"You extend hope at one moment and snatch it away at the next."
"Not I, but history. Have you yourself been at the front?"
I shook my head.
"That is well. In many respects, the more a man sees of war the less he knows of it. How stand the people of your Commonwealth? Are they united behind their Autarch? Or has the war so worn them that they shout for peace?"
I laughed at that, and all the old bitterness that had helped draw me to Vodalus came rushing back. "Unite? Shout? I know that you have isolated yourself, Master, to fix your mind on higher things, but I would not have thought any man could know so little of the land in which he lives.

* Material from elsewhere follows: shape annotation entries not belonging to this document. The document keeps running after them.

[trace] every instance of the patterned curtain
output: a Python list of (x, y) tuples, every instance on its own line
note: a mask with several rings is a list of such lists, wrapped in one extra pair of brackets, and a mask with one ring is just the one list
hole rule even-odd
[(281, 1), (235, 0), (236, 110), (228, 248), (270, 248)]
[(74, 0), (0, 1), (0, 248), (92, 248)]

Careerists, mercenaries, and young would-be adventurers fight the war. A hundred leagues south it is less than a rumor, outside the House Absolute."
Master Ash pursed his lips. "Your Commonwealth is stronger than I would have believed, then. No wonder your foes are in despair."
"If that is strength, may the All Merciful preserve us from weakness. Master Ash, the front may collapse at any time. It would be wise for you to come with me to a safer place."
He appeared not to have heard. "If Erebus and Abaia and the rest enter the field themselves, it will be a new struggle. If and when. Interesting. But you are tired. Come with me. I will show you your bed and the high matters that, as you said a moment ago, I came here to study."
We ascended two flights and entered a room that must have been the one in which I had seen a light the evening before. It was a wide chamber of many windows, and it occupied the entire story. There were machines there, but they were smaller and fewer than those I had seen in Baldanders's castle, and there were tables too, and papers, and many books, and near the center a narrow bed.
"Here I nap," Master Ash explained, "when my work will not let me retire. It is not large for a man of your frame, but I think you will find it comfortable."
I had slept on stone the night before; it looked very appealing indeed.
After showing me where I could relieve myself and wash, he left. My last glimpse of him before he darkened the light caught the same perfect smile I had seen before.
An instant later, when my eyes had grown accustomed to the dark, I ceased to wonder about it, for outside all those many windows there shone an unbounded pearly radiance. "We are above the clouds," I said to myself (I, too, half smiling), "or rather, some low clouds have come to shroud this hilltop, unnoticed by me in the darkness but known in some fashion to him. Now I see the tops of those clouds, high matters surely, as I saw the tops of clouds from Typhon's eyes." And I laid myself down to sleep.
XVII
Ragnarok The Final Winter
It seemed strange to wake without a weapon, though for some reason I cannot explain, that was the first morning on which I had felt so. After the destruction of Terminus Est I had slept at the sacking of Baldanders's castle without fear, and later journeyed north without fear. Only the night before, I had slept upon the bare rock of the cliff top weaponless and perhaps only because I had been so tired had not been afraid. I now think that during all those days, and indeed during all the days since I had left Thrax, I had been putting the guild behind me and coming to believe that I was what those who encountered me took me for the sort of would-be adventurer I had mentioned the night before to Master Ash. As a torturer, I had not so much considered my sword a weapon as a tool and a badge of office. Now in retrospect it had become a weapon to me, and I had no weapon. I thought about that as I lay upon my back on Master Ash's comfortable mattress, my hands behind my head. I would have to acquire another sword if I remained in the war-torn lands, and it would be wise to have one even if I turned south again. The question was whether to turn south or not. If I remained where I was, I risked being drawn into the fighting, where I might well be killed. But for me a return to the south would be even more dangerous. Abdiesus, the archon of Thrax, had no doubt posted a reward for my capture, and the guild would almost certainly procure my assassination if they learned I was anywhere near Nessus.
After vacillating over this decision for some time, as one does when only half-awake, I recalled Winnoc and what he had told me of the slaves of the Pelerines. Because it is a disgrace to us if our clients die after torment, we are taught a good deal of leech-craft in the guild; I thought I knew already at least as much as they. When I had cured the girl in the jacal, I had felt suddenly uplifted. The Chatelaine Mannea had a good opinion of me already and would have a better one when I returned with Master Ash.